​With Fabricoil™, Sculptor Cliff Garten Brings Out the ‘Heart’ of a Vibrant L.A. Neighborhood

Architizer Editors

Koreatown in Los Angeles offers a lot more than most traditional ethnic enclaves: it’s one of the biggest, densest, and most diverse areas in a city often criticized for sprawl and segregation. Challenging this popular conception of L.A., high rises and eclectic businesses line Koreatown’s walkable main corridors. Meanwhile, historic Art Deco apartments pack side streets, housing the wide array of residents, including Latino families, single young professionals, and of course, the largest Korean population in North America.

© Jeremy Green


“Los Angeles Opens Its Heart of Compassion” ©Cliff Garten Studio/Photography by Jeremy Green.

The Vermont, a luxury high rise of 464 apartments at the central intersection of Vermont and Wilshire Boulevard, has helped add to the district’s density and skyline. But in order to bring a complementary element to street level, developers turned to renowned L.A. sculptor Cliff Garten. For inspiration, Garten considered traditional Korean art, the diversity of the area, and, as he put it, “this overriding idea that Los Angeles is a city which is changing all the time. Like Baudelaire said, ‘This city changes faster than a beating heart,’ and that’s really true of L.A.”

The Vermont has a very clear view of L.A.’s changing landscape as its main pavilion lies directly across from an L.A. Metro subway station, which promises in coming years to connect several West Side neighborhoods to Koreatown and Downtown in a way never before possible. For an area looking past L.A.’s auto-centric stereotypes, Garten’s design fittingly transforms the Vermont’s parking structure into an engaging, multilayered work that celebrates diversity and the city’s forward momentum.


“Los Angeles Opens Its Heart of Compassion” ©Cliff Garten Studio/Photography by Jeremy Green.

Garten’s sculpture features a Fabricoil™coiled wire fabric system covering the parking garage and affixed with silver anodized line drawings of lotus petals. This façade creates a transparent background for the centerpiece sculpture, a three-dimensional aluminum lotus flower suspended 20 feet in the air. Because the Lotus is a fixture of Korean art and a symbol for the heart of compassion in certain meditations, Garten saw the combination of sculpture and façade as a representation for the area’s converging elements. “There are all of these overlapping cultures coming together all of the time that make Los Angeles,” he says — hence the title, “Los Angeles Opens Its Heart of Compassion.”

Out of the many finishes and materials available through Fabricoil, “Heart” utilizes a 5/16″ 14 gauge aluminum coiled wire fabric with a clear anodized finish and Clamp engineered attachment system. Garten was drawn to this particular system for its transparency, flexibility, and ability to capture light. The façade he designed curves both away from and toward the parking structure, letting the architecture behind it remain visible while also creating different shadows and depths depending on the time of day. After dark, LED lights turn the wire fabric into a pulsating canvas of alternating complementary colors, while the central Lotus is a constant, contrasting white.

© Jeremy Green


“Los Angeles Opens Its Heart of Compassion” ©Cliff Garten Studio/Photography by Jeremy Green.

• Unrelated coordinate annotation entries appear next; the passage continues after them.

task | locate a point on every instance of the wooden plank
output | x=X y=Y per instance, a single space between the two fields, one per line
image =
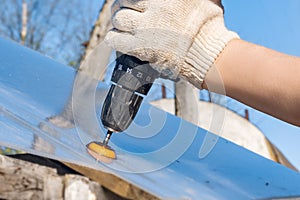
x=113 y=183
x=24 y=180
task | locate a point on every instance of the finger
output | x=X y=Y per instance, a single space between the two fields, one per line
x=137 y=5
x=126 y=20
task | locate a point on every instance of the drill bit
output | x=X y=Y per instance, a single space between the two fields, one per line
x=101 y=151
x=107 y=138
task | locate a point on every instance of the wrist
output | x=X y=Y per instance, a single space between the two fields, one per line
x=205 y=50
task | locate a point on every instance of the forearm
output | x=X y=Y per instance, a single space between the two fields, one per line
x=264 y=79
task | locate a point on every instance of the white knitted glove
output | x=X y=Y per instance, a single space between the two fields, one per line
x=177 y=37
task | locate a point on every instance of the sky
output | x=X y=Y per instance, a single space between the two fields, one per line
x=273 y=24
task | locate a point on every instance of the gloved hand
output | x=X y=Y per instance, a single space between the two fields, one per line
x=177 y=37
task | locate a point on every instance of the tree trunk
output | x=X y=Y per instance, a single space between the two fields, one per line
x=24 y=22
x=186 y=101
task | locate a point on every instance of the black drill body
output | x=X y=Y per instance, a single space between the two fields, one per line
x=131 y=80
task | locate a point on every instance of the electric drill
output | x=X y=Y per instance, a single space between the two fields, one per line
x=131 y=81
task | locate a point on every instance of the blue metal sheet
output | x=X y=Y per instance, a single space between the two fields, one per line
x=159 y=153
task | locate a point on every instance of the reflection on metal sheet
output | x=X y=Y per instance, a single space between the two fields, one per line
x=37 y=116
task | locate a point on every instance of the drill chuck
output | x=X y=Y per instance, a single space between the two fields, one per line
x=132 y=79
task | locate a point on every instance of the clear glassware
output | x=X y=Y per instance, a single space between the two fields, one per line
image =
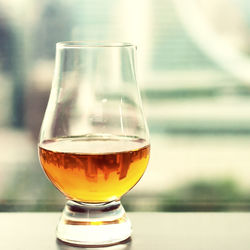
x=94 y=141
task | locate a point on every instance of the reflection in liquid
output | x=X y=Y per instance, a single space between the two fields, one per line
x=125 y=245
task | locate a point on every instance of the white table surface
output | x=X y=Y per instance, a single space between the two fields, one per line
x=170 y=231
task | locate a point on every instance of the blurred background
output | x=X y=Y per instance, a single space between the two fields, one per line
x=194 y=76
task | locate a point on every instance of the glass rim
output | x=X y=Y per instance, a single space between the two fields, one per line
x=93 y=44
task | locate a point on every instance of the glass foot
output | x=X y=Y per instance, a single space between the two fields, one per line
x=93 y=224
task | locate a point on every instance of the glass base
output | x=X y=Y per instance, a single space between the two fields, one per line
x=93 y=224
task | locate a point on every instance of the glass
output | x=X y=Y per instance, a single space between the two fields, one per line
x=94 y=140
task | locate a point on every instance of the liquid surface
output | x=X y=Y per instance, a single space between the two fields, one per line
x=94 y=169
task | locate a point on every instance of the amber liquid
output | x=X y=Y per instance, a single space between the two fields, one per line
x=94 y=169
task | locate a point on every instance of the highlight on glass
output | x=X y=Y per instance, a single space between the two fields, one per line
x=94 y=141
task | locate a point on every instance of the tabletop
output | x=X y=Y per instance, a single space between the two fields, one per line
x=151 y=231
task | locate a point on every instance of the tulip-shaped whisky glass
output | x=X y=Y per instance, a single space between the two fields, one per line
x=94 y=141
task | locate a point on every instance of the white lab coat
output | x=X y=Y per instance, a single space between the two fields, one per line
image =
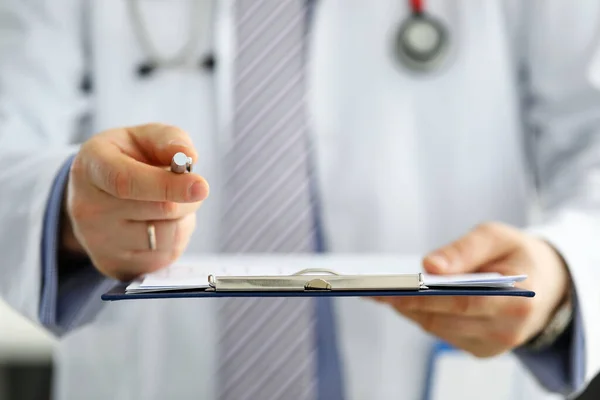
x=404 y=163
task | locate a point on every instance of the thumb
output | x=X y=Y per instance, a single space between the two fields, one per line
x=484 y=244
x=160 y=142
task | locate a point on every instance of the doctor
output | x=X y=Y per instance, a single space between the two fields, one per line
x=446 y=155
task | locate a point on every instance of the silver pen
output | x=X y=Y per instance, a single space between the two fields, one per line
x=181 y=163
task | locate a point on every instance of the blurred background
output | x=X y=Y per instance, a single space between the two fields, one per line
x=26 y=370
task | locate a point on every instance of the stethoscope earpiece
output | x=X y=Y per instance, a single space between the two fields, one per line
x=146 y=69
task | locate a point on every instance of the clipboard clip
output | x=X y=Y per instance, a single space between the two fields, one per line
x=316 y=279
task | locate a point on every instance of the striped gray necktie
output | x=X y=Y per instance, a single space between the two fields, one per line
x=267 y=345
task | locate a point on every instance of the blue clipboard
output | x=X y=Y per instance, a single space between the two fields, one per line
x=119 y=292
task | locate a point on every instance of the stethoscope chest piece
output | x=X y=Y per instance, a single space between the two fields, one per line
x=421 y=43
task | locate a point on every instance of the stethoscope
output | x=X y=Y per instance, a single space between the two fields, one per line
x=420 y=44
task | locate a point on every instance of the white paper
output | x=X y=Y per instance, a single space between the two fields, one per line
x=193 y=273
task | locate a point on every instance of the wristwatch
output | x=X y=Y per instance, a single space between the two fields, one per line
x=559 y=323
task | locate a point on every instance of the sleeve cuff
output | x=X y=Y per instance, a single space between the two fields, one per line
x=63 y=299
x=560 y=368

“It’s that mishmash and overlapping of styles and concepts that makes the city,” Garten relates. “I think that’s the important thing about ‘Los Angeles Opens Its Heart of Compassion’ — it’s a complete understanding of this urban context and a sculptural projection into the architecture and the urban environment of this idea of overlapping and colliding cultures.”

Fabricoil’s available customizations also made it possible for Garten to deal with a more practical aspect of this corner in Koreatown: its scale. As he puts it, he had to address “one of the biggest scales in L.A., besides maybe Wilshire and Westwood or Downtown. So, it could take this big image, and the building needed that to actually compete with the rest of the urban context.” While some architects find traditional woven-metal systems cost-prohibitive for even small projects, like delineating interior spaces, Fabricoil offers an affordable solution for projects even of this size.

© Jeremy Green


“Los Angeles Opens Its Heart of Compassion” ©Cliff Garten Studio/Photography by Jeremy Green.

With a vast range of sizes and materials, Fabricoil can provide solutions to meet everything from practical ventilation to grand, artistic visions like Garten’s. Its versatility and malleability helped the artist bring his vision to life and played a part in what he likes about his fascinating addition to this evolving neighborhood: “I like the ability of the sculpture to kind of absorb everything. It absorbs the light, it absorbs the architecture, it absorbs the activity from the street consciously … It’s permeable, which again is a reference to the big permeable sponge that is L.A., where neighborhoods contract and expand according to economics and social change.”